X-Ray images are amongst the most widely used types of medical images, as they enable clinicians to detect anomalies initially within bone structures, but more recently in soft tissue such as fat, muscles and organs as well. Computer vision systems can be trained on X-ray images for the purpose of classifying X-ray images into different categories such as “bone fracture” or “lesion”. Employing high-quality training data based on annotated images allows computer vision systems to compete with or even outperform human experts regarding the accuracy of their analysis of X-ray images.
Such a computer vision application was for example proposed by researchers of the Shenzhen University. China. They introduced an AI system for the examination of X-ray images to detect nodules. Their experimental results showed that the AI system was able to detect nodules at a high precision and was even able to outperform radiologists in this task.
Ultrasound images are for example used in the diagnosis of abdominal problems such as issues affecting the liver or the kidneys. Another well-known field of application for ultrasound images is the regular screening regarding the fetal development during a pregnancy.

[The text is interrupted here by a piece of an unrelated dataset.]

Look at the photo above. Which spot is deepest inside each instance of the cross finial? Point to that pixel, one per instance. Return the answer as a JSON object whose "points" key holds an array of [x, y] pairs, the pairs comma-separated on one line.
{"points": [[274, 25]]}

A team of researchers has introduced an AI system for the detection of precursors to thyroid cancer based on ultrasound images and the AutoML Vision tool by Google. This AI system predicted possible thyroid conditions with an accuracy of 77.4% when examining lesions in images of more than 100 patients. The researchers plan to refine their system to provide an automatic thyroid cancer screening tool.
Computer tomography (CT) scans consist of a collection of x-ray images (slices) of certain body parts such as the chest or the brain that allow for the examination of individual layers within this body part. CT scans are often used when screening for the presence of tumors or internal bleeding in organs. Thus, CT scans play a crucial role in the detection of potentially life-threatening conditions.
AI systems have for example been applied to CT images for the detection of lung cancer with an accuracy of approximately 95% which drastically exceeds the 65% accuracy trained clinicians achieve.
Another computer vision system for the analysis of CT scans of the head outperformed half of the expert radiologists it was compared with in locating small hemorrhages. A prediction regarding the presence of a hemorrhage was delivered within a second by this system. In case a hemorrhage was found, the system could also determine the location of the hemorrhage within the brain. Such a system may support doctors in the diagnosis of traumatic brain injuries and strokes.
Magnetic Resonance Imaging (MRI), is used to detect soft tissue damage, issues regarding joints, damage to the circulatory system, and problems affecting the bone structure. Image annotation tools such as semantic segmentation can be used to create machine learning approaches for the detection of health problems that are currently hard to identify such as cerebral aneurysms or clogged blood vessels. Naturally, with more and more high quality training data becoming available, the accuracy of MRI based computer vision tools will increase and further areas of application will be explored.
A 2018 study employed computer vision techniques for the analysis of functional MRI (fMRI) data and the diagnosis of cognitive impairment. Cognitive disorders can be determined by examining the brain activity. Which areas of the brain are active during a certain task or at a certain point in time can be visualized using fMRI scans.